Ohio State’s official enrollment report for Autumn 2011 stated that the first-year retention rates and graduation rates for both African American and Hispanic students at OSU’s Columbus campus have exceeded national levels.

When compared to last year’s 88.3 percent, the first-year retention rates for African American students this year was 91.1 percent. The first-year retention rates for Hispanic students this year was reported to be 93.1 percent compared to last year’s 92.1 percent.

Jefferson Blackburn-Smith Sr., associate director of undergraduate admissions and First Year Experience at OSU, said in an email the responsibility of improving the retention rates at OSU does not rely solely on the efforts of one department.

The Multicultural Center, Hale Black Center and the Todd A. Bell National Resource Center on the African American Male are all part of the university’s Office of Diversity and Inclusion. Each of the centers organizes events and workshops geared toward helping smooth the transition process for the incoming freshman class.

Todd Suddeth, program director at the Bell National Resource Center, said one of the hallmark programs at the center is the Early Arrival Program, designed to provide African American males with the opportunity to explore the various university-provided resources.

“It provides us with opportunity for early engagement, so an opportunity to meet students as they’re coming in,” Suddeth said. “A chance to get to know them better, get a chance to introduce them to resources, services that our office provides as well as other offices on campus provide.”

The Multicultural Center hosts a set of social events, workshops and classes throughout the year. Some of these events include Hispanic Heritage month in October, United Black World month in February and the African American Heritage festival in April.

The Multicultural Center also has intercultural specialists that work with specific constituency groups.

Davida Haywood, director of the Multicultural Center, said the intercultural specialists act as representatives for their groups.

“These individuals serve as front-in-line advocates for their groups,” she said. “(They are involved with) anything around programming, a lot of one-on-one counseling and mentoring, advising to various student groups and a lot of community outreach.”

Indra Leyva-Santiago, the Hispanic intercultural specialist at The Multicultural Center, said the reason for the increase in first-year retention rates for Hispanic students is the fact that the Latino community at OSU has become stronger in the past three years.

“The Latino community has become really strong. The collaborations with faculty, staff and students has increased in the last three years,” she said.

Yolanda Zepeda, assistant provost at the ODI, said the number of Hispanic students that received a bachelor’s degree at OSU has been increasing steadily. In 2010, OSU graduated 256 Hispanic students, while in 2009, the university saw 221 Hispanic students graduate.

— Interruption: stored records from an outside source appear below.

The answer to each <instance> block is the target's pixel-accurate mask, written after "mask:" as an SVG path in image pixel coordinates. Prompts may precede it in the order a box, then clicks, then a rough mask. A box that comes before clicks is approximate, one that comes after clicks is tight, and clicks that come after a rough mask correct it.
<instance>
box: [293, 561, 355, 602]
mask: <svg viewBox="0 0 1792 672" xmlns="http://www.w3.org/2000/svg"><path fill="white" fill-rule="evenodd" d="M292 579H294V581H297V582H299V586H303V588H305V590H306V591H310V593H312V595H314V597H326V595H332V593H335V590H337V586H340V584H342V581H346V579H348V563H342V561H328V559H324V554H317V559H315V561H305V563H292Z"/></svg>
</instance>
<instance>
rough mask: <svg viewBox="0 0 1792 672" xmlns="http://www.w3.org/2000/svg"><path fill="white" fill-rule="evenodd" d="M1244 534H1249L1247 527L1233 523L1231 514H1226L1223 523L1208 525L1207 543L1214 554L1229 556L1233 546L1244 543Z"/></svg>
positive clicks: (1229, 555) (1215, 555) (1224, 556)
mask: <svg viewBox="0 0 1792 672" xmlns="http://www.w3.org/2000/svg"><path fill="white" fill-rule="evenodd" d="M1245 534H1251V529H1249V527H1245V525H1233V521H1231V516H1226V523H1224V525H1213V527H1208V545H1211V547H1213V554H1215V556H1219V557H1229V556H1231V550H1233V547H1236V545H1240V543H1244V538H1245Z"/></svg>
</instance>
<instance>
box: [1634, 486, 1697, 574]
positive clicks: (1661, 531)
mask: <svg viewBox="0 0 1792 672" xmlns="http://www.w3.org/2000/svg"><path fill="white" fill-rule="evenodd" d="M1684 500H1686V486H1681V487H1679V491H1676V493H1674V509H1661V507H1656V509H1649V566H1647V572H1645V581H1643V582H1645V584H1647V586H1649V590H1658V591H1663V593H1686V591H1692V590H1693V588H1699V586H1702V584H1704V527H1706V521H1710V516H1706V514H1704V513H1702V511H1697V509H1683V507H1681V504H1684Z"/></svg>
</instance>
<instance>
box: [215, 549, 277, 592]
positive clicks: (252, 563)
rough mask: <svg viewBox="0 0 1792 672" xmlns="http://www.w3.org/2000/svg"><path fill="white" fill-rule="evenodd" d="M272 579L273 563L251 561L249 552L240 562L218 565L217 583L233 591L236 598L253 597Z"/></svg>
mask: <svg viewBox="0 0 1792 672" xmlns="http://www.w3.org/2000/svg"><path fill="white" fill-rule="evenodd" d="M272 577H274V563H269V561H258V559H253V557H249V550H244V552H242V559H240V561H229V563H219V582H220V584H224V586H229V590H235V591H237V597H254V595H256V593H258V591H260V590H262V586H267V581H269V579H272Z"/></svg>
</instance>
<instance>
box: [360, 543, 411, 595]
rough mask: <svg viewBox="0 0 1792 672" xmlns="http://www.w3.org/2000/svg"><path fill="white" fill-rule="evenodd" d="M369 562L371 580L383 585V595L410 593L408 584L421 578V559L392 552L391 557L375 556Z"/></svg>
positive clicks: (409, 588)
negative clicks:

Despite the steady increase in retention rates for Hispanic students, Miguel Guevara, a fourth-year in philosophy and political science and president of Lambda Theta Phi Fraternity, said he is not very impressed with the data.

“For Ohio State to boast about how they exceed national averages, I would like to see what their numbers are compared to schools like University of Texas,” Guevara said. “(At Texas, the students) are 22 percent Hispanic. (Does OSU) even touch the retention rates there?”

Guevara described his first quarter at OSU as “awful” because of the lack of Latino presence on campus.

“I wanted to leave, I wanted to transfer,” Guevara said. “I just could not stand Ohio State my first autumn quarter. The culture change, the lack of Latino presence on campus, (I was) expecting to see a lot more Latino faculty and staff.”

Zepeda said it’s not surprising to see small numbers of Latino students at OSU because of the state’s demographic location.

“Latinos represent just over 3 percent of the state’s population. Since the majority of our undergraduates are state residents, it is not surprising that we would see small numbers in comparison to other groups,” Zepeda said.